He was absolutely penniless when the manager of a travelling theatrical company engaged him for a consideration of forty-five francs per month.

From that day he lived the precarious life of a strolling player. He was poorly paid, and often reduced to abject poverty by lack of engagements, or by the impecuniosity of managers.

His hatred had lost none of its virulence; but to wreak the desired vengeance upon his enemy, he must have time and money at his disposal.

But how could he accumulate money when he was often too poor to appease his hunger?

Still he did not renounce his hopes. His was a rancor which was only intensified by years. He was biding his time while he watched from the depths of his misery the brilliant fortunes of the house of Sairmeuse.
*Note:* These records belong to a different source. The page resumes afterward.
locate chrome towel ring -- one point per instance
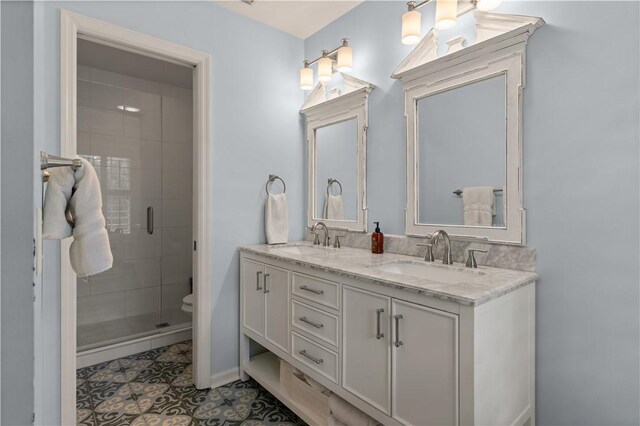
(272, 178)
(330, 182)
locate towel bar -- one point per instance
(458, 192)
(273, 178)
(48, 161)
(330, 182)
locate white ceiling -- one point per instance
(300, 18)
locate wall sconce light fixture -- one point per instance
(342, 55)
(446, 16)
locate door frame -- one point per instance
(72, 26)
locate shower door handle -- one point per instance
(149, 220)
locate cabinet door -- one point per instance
(276, 290)
(253, 296)
(366, 353)
(425, 362)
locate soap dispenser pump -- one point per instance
(377, 240)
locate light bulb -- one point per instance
(345, 59)
(306, 78)
(487, 5)
(446, 14)
(325, 70)
(411, 27)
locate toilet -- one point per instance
(187, 304)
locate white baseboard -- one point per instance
(225, 377)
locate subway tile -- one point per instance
(142, 301)
(98, 308)
(146, 183)
(177, 121)
(149, 154)
(106, 122)
(106, 97)
(139, 212)
(139, 245)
He had waited sixteen years, when one of his friends procured him an engagement in Russia.

The engagement was nothing; but the poor comedian was afterward fortunate enough to obtain an interest in a theatrical enterprise, from which he realized a fortune of one hundred thousand francs in less than six years.

“Now,” said he, “I can give up this life. I am rich enough, now, to begin the warfare.”

And six weeks later he arrived in his native village.

Before carrying any of his atrocious designs into execution, he went to Sairmeuse to visit Marie-Anne’s grave, in order to obtain there an increase of animosity, as well as the relentless sang-froid of a stern avenger of crime.

That was his only motive in going, but, on the very evening of his arrival, he learned through a garrulous old peasant woman that ever since his departure—that is to say, for a period of twenty years—two parties had been making persistent inquiries for a child which had been placed somewhere in the neighborhood.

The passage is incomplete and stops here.